ANKARA, TURKEY - OCTOBER 16: Turkish President Recep Tayyip Erdogan (C) chairs a meeting of National Security Council (MGK) at the Presidential Complex in Ankara, Turkey on October 16, 2017. AFP

Turkey’s National Security Council (MGK), chaired by President Recep Tayyip Erdoğan at the presidential palace in Ankara, has recommended that Turkey close its airspace to the Kurdistan Regional Government (KRG) in northern Iraq and help facilitate the transfer of border control to the central Iraqi government from Kurdish authorities, Cumhuriyet reported on Tuesday.

The MGK has decided to recommend to the Cabinet that that Turkey’s airspace be closed to the KRG and that control of the İbrahim Halil border gate be handed over to Iraq.

The decisions taken by the MGK are recommendatory rather than binding.

The MGK decisions also covered Turkey’s recent involvement in Syria’s Idlib province. “The Turkish Armed Forces have successfully carried out operations in the deconfliction zone of Idlib as a part of the Astana agreement in order to establish permanent peace,” said the council.
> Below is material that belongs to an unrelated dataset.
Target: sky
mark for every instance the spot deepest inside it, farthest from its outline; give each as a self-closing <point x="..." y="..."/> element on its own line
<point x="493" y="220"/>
The Turkish Foreign Ministry stated on Monday that Turkey is ready to cooperate with the central Iraqi government to end the presence in Kirkuk of the PKK, an outlawed militant organization based in Iraq and carrying out an insurgency since 1984 mainly in predominantly Kurdish eastern Turkey.

Despite warnings from the Baghdad administration and abroad, including from Ankara and Washington, the KRG held a referendum on Sept. 25 for a separate Kurdistan state in northern Iraq.

The results show that over 92 percent of more than 3 million people voted in favor of separation from Baghdad and the formation of an independent Kurdistan state.

Our only expectation was for them [KRG] to respect our sensitivities and not take a step despite us. They took this step anyway, and they will pay a price,” Erdoğan had said.

He went on to say that the northern Iraqi city of Kirkuk is a controversial area, claiming that Kurds have no place in the history of Kirkuk. Erdoğan threatened the KRG in a speech in the eastern province of Erzurum.

Turkish authorities had conducted direct talks with jailed PKK chief Abdullah Öcalan for several years until a truce in effect collapsed in the summer of 2015.

Since then, there have been heavy clashes between the PKK and Turkish security forces. More than 40,000 people, including 5,500 security force members, have been killed in four decades of fighting between the Turkish state and the PKK, which is listed as a terrorist organization by Turkey, the US and the EU.